La storia editoriale di Topolino passa anche dalle strisce di Floyd Gottfredson, autore che ha contribuito in modo decisivo alla costruzione del Mickey Mouse dei fumetti. Con Topolino Classics, Panini Comics riporta ora in edicola una parte importante di quel patrimonio, attraverso una collana Disney a cadenza trimestrale pensata per valorizzare avventure uscite fra il 1930 e il 1955.
L’operazione punta a rendere più accessibili storie che, negli ultimi decenni, erano circolate soprattutto in edizioni da collezione. Il nuovo formato ampio, pari a 23×32,5 cm, permette di proporre le strisce nella loro impostazione originaria, senza i pesanti adattamenti richiesti dai volumi tascabili. Il prezzo di copertina, fissato a 5,50 euro, rafforza l’idea di una collana rivolta anche a lettori che non appartengono al solo pubblico dei collezionisti.
Il Topolino d’avventura torna al centro della scena
Le storie firmate da Floyd Gottfredson hanno avuto un ruolo determinante nell’evoluzione di Topolino. Il personaggio, nato con una forte componente umoristica, assunse progressivamente una dimensione più dinamica, vicina al racconto d’avventura e al giallo. Da semplice figura comica, Mickey Mouse divenne un protagonista capace di muoversi tra indagini, misteri, inseguimenti e situazioni dal ritmo serrato.
Titoli come Topolino giornalista, Topolino e il misterioso “S”, Topolino e la banda dei piombatori e Topolino e il mistero di Macchia Nera raccontano bene questa trasformazione. In quelle storie si definisce un modello narrativo che avrebbe lasciato un segno profondo nella tradizione Disney, fino a influenzare autori come Romano Scarpa e Casty. Proprio Casty firma le copertine inedite della nuova collana, a conferma del legame fra le avventure storiche e la sensibilità del fumetto Disney più recente.
Una collana ampia per conservare il formato delle strisce
Il recupero delle opere di Gottfredson presenta da sempre una difficoltà pratica: il formato a striscia. Per adattarlo a edizioni più piccole, spesso servono rimontaggi complessi, talvolta poco adatti a preservare la lettura originale. Topolino Classics sceglie una strada diversa, grazie a un albo di dimensioni generose che permette alle strip di mantenere il proprio respiro grafico.
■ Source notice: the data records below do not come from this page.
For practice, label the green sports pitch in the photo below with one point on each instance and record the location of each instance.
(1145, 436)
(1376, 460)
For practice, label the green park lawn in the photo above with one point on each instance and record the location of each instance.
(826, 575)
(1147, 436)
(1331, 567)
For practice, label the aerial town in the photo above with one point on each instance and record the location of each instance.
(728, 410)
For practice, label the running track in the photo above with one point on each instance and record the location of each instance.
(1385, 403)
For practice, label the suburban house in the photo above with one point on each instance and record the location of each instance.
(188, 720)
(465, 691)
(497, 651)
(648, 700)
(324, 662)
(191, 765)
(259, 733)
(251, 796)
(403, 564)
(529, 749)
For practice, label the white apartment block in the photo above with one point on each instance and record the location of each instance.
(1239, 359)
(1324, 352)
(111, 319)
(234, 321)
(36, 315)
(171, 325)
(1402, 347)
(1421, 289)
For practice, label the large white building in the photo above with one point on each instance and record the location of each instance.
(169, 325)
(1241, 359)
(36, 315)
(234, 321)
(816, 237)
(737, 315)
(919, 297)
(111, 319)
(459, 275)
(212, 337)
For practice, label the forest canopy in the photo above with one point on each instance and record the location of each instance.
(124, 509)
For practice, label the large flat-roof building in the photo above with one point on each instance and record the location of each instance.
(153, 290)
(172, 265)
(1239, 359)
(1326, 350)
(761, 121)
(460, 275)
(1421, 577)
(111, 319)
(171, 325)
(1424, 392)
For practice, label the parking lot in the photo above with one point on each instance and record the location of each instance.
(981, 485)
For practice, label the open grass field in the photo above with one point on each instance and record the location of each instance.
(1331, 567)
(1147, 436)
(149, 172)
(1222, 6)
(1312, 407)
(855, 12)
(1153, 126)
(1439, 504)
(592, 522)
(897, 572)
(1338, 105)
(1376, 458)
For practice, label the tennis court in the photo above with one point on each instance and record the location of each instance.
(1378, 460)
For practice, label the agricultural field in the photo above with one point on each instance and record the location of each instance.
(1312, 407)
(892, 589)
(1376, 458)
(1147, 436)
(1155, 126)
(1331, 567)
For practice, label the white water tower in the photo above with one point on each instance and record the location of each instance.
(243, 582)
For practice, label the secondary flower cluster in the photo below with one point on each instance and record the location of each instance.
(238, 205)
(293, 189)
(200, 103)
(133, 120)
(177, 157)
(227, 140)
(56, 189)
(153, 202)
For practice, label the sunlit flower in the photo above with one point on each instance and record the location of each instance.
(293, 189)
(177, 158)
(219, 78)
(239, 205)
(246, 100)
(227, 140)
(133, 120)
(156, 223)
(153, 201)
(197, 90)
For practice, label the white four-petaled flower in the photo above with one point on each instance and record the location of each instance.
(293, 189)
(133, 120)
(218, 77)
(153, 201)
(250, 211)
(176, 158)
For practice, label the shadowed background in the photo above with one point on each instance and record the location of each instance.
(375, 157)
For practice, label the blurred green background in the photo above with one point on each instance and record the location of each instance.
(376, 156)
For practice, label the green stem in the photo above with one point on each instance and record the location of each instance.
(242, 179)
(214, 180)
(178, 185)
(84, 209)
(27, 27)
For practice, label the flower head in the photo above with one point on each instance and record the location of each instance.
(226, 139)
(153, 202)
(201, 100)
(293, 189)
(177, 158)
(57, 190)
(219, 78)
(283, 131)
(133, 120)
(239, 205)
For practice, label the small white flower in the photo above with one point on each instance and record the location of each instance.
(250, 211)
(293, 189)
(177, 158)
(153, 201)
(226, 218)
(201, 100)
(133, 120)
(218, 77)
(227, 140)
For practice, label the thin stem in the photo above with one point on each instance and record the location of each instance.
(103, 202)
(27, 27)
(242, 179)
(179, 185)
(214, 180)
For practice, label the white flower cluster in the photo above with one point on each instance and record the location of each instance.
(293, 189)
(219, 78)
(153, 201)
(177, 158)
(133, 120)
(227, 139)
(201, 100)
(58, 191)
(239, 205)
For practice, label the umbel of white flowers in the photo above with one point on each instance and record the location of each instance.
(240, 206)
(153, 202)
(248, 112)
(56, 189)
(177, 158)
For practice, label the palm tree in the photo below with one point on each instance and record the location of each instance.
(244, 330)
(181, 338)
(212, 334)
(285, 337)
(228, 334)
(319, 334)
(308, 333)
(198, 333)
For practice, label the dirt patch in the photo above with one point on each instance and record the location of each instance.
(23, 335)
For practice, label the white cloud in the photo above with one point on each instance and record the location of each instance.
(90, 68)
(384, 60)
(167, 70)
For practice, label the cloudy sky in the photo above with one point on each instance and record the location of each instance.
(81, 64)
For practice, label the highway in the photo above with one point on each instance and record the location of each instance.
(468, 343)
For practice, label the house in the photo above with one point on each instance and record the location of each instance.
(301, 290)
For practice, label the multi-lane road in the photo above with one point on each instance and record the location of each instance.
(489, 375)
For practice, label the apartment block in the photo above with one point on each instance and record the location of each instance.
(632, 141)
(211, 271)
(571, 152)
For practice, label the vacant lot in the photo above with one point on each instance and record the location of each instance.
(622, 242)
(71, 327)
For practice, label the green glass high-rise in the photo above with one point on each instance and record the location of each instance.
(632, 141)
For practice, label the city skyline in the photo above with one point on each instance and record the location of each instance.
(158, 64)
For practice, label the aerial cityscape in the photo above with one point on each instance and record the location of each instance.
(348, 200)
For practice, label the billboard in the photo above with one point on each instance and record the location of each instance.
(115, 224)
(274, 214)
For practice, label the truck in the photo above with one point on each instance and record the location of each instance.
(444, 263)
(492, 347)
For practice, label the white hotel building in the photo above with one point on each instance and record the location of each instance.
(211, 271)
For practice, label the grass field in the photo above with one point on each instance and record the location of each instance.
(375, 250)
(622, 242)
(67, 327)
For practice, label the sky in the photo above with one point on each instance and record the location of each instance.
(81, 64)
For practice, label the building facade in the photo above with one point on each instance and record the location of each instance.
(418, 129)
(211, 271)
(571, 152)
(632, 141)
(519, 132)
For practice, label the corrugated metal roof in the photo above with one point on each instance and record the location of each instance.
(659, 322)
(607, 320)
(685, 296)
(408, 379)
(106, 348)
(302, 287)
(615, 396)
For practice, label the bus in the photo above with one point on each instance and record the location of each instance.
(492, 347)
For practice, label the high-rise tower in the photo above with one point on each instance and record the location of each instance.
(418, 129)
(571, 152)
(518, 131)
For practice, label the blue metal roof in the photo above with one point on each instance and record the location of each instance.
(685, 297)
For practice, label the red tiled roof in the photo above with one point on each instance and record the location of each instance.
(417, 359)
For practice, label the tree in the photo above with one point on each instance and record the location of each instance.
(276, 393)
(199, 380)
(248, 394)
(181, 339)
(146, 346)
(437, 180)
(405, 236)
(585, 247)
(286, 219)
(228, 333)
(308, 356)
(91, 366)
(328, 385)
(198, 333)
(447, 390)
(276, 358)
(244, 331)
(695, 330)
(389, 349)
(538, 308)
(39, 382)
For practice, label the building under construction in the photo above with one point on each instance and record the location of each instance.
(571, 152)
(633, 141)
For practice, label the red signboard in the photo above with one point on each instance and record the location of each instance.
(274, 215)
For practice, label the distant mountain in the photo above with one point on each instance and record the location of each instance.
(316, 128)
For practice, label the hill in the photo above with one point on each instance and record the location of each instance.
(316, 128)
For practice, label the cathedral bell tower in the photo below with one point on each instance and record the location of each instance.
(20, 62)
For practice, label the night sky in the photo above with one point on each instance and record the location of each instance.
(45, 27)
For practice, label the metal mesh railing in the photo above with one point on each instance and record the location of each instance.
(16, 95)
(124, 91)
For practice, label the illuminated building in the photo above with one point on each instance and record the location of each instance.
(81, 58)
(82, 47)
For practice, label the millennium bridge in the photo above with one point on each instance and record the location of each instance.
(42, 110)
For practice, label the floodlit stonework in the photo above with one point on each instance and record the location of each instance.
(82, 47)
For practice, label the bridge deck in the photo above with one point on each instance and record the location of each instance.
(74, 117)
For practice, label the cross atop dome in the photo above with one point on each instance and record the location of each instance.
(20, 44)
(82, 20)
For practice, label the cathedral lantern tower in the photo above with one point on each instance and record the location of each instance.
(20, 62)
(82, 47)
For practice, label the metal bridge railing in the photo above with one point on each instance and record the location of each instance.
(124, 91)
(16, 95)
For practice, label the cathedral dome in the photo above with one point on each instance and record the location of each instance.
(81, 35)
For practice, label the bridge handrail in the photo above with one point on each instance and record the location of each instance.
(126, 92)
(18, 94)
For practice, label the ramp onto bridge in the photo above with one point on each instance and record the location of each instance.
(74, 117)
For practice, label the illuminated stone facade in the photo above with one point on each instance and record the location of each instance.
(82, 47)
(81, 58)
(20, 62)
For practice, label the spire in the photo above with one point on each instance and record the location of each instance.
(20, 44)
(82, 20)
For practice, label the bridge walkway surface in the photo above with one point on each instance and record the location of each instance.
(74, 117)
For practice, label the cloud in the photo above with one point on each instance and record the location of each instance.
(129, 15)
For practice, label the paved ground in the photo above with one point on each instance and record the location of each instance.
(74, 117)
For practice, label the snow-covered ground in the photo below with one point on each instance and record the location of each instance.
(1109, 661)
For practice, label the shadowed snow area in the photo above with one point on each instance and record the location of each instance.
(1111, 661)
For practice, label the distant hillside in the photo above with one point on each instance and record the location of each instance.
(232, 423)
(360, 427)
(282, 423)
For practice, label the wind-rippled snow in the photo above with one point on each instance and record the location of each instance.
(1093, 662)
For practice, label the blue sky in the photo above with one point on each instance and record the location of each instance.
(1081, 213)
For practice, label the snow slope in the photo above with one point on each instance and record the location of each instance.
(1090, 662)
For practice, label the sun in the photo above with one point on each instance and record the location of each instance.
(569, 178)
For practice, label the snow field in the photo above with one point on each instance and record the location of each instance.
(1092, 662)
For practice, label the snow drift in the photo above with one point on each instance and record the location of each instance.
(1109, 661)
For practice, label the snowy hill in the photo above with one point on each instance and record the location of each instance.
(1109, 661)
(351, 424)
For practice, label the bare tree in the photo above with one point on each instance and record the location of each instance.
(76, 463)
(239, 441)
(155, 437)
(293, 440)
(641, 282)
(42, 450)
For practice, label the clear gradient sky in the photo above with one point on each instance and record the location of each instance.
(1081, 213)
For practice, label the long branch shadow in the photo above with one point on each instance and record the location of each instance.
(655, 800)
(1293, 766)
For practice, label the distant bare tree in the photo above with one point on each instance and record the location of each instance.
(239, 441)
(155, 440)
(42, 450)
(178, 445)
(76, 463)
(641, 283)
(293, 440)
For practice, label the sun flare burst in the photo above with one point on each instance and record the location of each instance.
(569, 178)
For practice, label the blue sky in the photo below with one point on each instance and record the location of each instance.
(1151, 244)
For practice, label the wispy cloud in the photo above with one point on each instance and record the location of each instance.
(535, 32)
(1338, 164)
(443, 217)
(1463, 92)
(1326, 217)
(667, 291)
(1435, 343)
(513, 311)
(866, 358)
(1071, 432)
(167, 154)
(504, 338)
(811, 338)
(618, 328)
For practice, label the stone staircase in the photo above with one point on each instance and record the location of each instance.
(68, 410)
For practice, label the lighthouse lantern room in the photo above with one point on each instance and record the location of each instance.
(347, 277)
La collana non segue un percorso integrale e cronologico. La proposta seleziona alcune fra le storie più rappresentative dell’autore, con un’impostazione che richiama gli albi degli anni Trenta pubblicati da editori come Nerbini e Mondadori, quando le avventure già apparse a puntate venivano raccolte per i lettori dell’epoca.
Il primo numero mette al centro Topolino e la casa dei fantasmi, storia del 1937 in cui compaiono insieme Topolino, Paperino e Pippo. Si tratta di un’avventura particolare, costruita su un equilibrio fra atmosfere da thriller e comicità. Accanto a questa storia trova spazio Topolino e piedidolci cavallo da corsa, uscita nel 1933, con Topolino impegnato nel tentativo di gareggiare nell’ippica con un cavallo tutt’altro che irresistibile.
Dopo i fantasmi arriverà il mondo di Eta Beta
Il secondo numero di Topolino Classics è previsto per agosto e segnerà un salto temporale rilevante. La collana passerà infatti alle prime storie con Eta Beta, personaggio apparso nel 1947, in una fase ormai diversa della produzione legata a Topolino. In questo caso entreranno in gioco le avventure sceneggiate da Bill Walsh, che aprono un capitolo distinto rispetto alle storie degli anni Trenta.
La scelta conferma una linea editoriale basata sulla selezione dei momenti più significativi, più che sulla riproduzione ordinata di tutto il percorso di Gottfredson. Il risultato è una collana che guarda alla memoria del fumetto Disney con un taglio accessibile, pensata per avvicinare nuovi lettori e appassionati già formati a un ciclo di storie che ha definito una parte essenziale dell’identità narrativa di Topolino.